The pressure on Huawei Technologies continues after its chairman pledged that the Chinese networking giant was prepared to sign ‘no-spy’ agreements with governments around the world.
Chairman Liang Hua said that the firm is “willing to sign no-spy agreements with governments” including the UK, media outlets have reported.
But the US is not convinced and President Trump is apparently readying an executive order banning any use of equipment from firms deemed to be a “national security risk.”
Reuters cited three US officials familiar with the plan as saying that President Trump will sign the executive order as soon as this week.
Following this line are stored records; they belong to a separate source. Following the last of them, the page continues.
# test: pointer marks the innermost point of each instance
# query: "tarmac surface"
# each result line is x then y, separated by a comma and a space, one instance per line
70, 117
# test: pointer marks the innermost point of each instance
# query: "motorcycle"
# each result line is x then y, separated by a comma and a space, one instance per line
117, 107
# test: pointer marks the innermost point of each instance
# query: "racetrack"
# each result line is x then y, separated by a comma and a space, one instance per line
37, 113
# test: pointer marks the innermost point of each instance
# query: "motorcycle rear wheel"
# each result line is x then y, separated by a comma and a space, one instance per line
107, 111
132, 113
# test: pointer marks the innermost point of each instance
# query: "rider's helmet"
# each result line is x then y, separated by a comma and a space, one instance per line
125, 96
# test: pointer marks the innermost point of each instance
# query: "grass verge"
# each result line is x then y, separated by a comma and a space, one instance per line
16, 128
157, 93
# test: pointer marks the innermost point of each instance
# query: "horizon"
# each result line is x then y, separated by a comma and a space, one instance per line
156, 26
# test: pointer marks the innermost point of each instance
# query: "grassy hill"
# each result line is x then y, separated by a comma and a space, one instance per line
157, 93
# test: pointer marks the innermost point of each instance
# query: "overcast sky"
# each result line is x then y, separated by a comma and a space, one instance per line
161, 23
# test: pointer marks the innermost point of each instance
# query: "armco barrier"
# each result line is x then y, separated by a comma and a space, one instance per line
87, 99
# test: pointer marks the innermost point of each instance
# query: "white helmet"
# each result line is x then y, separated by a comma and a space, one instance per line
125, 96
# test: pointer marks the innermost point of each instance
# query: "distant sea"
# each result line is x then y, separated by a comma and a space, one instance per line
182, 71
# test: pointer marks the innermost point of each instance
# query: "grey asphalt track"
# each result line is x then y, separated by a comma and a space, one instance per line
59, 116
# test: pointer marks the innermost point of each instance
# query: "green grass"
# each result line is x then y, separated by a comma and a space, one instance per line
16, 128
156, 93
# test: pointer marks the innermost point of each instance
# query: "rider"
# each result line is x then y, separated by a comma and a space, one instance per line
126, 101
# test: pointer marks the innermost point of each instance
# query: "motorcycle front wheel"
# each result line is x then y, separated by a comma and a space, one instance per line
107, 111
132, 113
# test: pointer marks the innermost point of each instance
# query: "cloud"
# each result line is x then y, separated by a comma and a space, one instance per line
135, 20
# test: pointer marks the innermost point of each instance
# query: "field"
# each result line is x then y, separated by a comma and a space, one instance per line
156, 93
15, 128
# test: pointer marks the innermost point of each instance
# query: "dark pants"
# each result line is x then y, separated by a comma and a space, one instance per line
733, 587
This order will essentially ban US companies from using telecommunications equipment made by firms that are deemed to be posing a national security risk.
The order will reportedly not name any specific country or indeed companies, but the complete ban has been mooted in US government circles for over a year now. Reuters said the executive order would invoke the International Emergency Economic Powers Act, which gives the president the authority to regulate commerce in response to a national emergency that threatens the United States.
It should be remembered that last August President Trump signed a bill that barred the US government itself from using equipment from Huawei and another Chinese provider, ZTE Corp.
Huawei and ZTE kit is reportedly not being used by the large mobile operators in the US at the moment, but smaller more rural operators are said to have used some Chinese equipment.
And the Chinese firm is battling on a number of fronts in the United States.
Two of its units in Washington state are being charged with alleged conspiracy to steal trade secrets from T-Mobile US.
And Huawei’s CFO Meng Wanzhou is currently in Canada fighting extradition to US to answer indictments that the Chinese firm broke internationals sanctions against Iran and carried out bank and wire fraud.
Meanwhile Huawei has maintained its complete denial of US allegations that it would be at the mercy of Chinese intelligence services, and could be compelled to allowing spying via its equipment.
“We are willing to sign no-spy agreements with governments, including the UK government, to commit ourselves to making our equipment meet the no-spy, no-backdoors standard,” Liang Hua was quoted by the BBC as saying via an interpreter at a business conference in London on Tuesday.
But Huawei’s reassurances in the past has fallen on deaf ears.
Countries such as Australia and New Zealand have already banned the use of Huawei kit for their 5G networks.
The UK seems to have adopted a slightly different approach however.
The UK’s National Security Council (NSC) had agreed to allow Huawei limited access to help build parts of the network such as antennas and other “non-core” infrastructure.
That decision was leaked to a newspaper, and the leak was deemed so serious that an internal inquiry began almost immediately, under the leadership of the UK’s top civil servant, Sir Mark Sedwill.
The UK’s defence secretary Gavin Williamson was then sacked after an investigation allegedly pointed to him as being the guilty party for leaking the 5G decision about Huawei.
The United States meanwhile has consistently warned its allies that America would reassess sharing information with anyone who uses Huawei equipment.